Is this using anything approaching a full data set in size, or an
approach to lookups that would apply to such a data set? That is,
will this number remain the same when you have over 100k entries? Or
is this just returning some small number of memory-resident records
over and over? As it turns out, this performance looks like it is
more for performance sake rather than any real need for it.
If you look at the stats page at
http://www.cddb.com/hits/stats.html, for the 'Worldwide 30 Day
Activity Report', you will see that in the last 30 days, cddb has
served only 3476858 entries. This amounts to 1.34 hits/second
(averaged over the whole day -- 4 hits/second would probably be a
reasonable peak load during the middle of the day).

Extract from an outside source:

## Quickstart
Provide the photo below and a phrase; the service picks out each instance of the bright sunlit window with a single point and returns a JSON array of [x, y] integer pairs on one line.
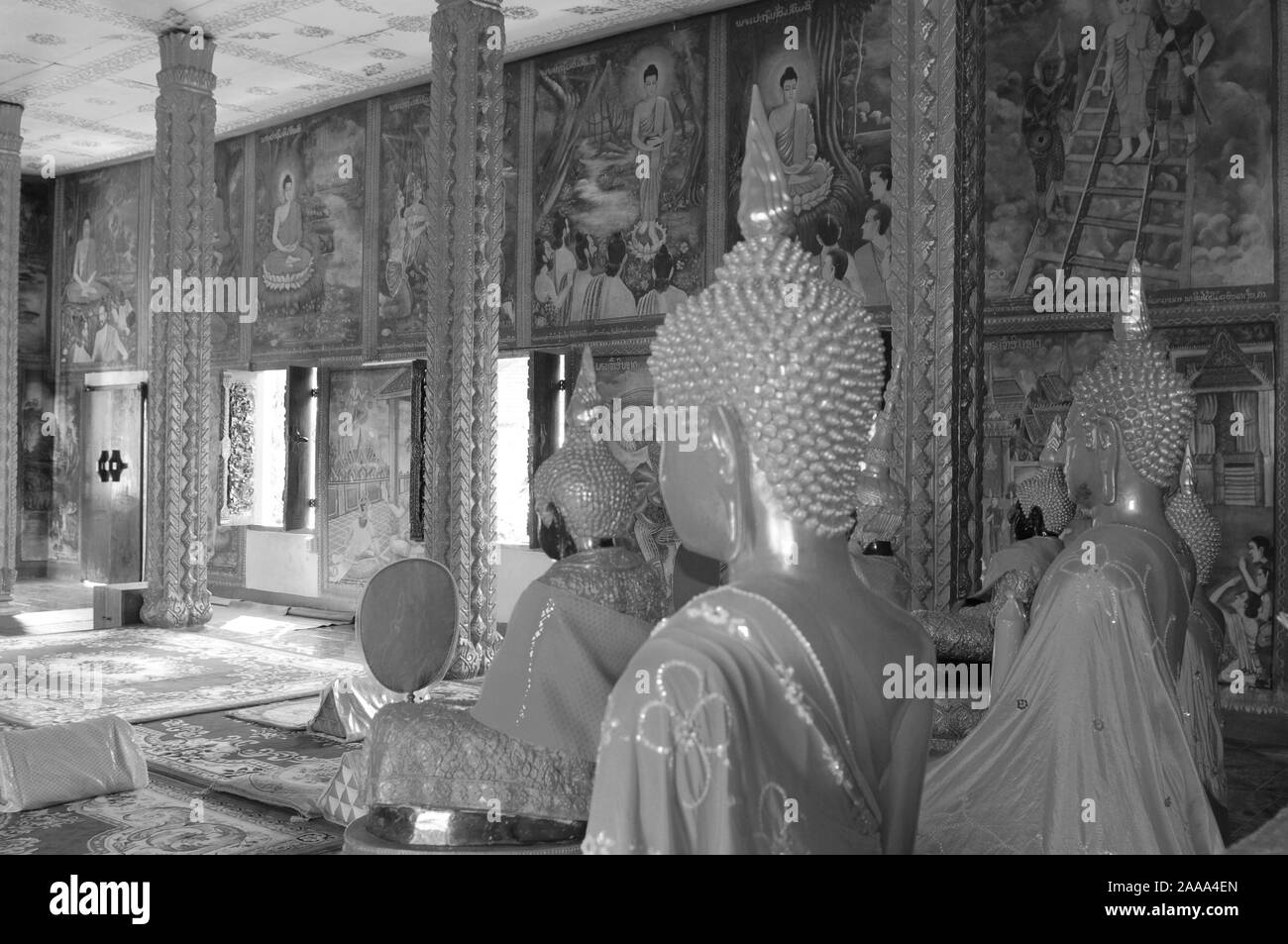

That being the
case, we don't need anything that even approaches a bazillion queries
a second. Rather, we just need something that is easy to implement
and use. You could probably match this using gophers and a pile of
notepads. Certainly Sybase running on our Linux box could serve this
many transactions.
cddb.com could be underreporting their hits, I suppose...
I agree that a full RDBMS approach is probably more than some
people would want to bite off (even though the implementation would
be easy, there may not be many willing to dedicate their
Sybase/Oracle/whatever server to the job), but we should keep the
store of data in such a format that it can be dumped into a database
w/o having to do much work. This probably means a structured format
like XML or possibly something simpler of our own design.
-tim
(BTW, looking at the number of new entries, they are currently
averaging 519 new entries per day. We don't need massive amounts of
data distribution power either.)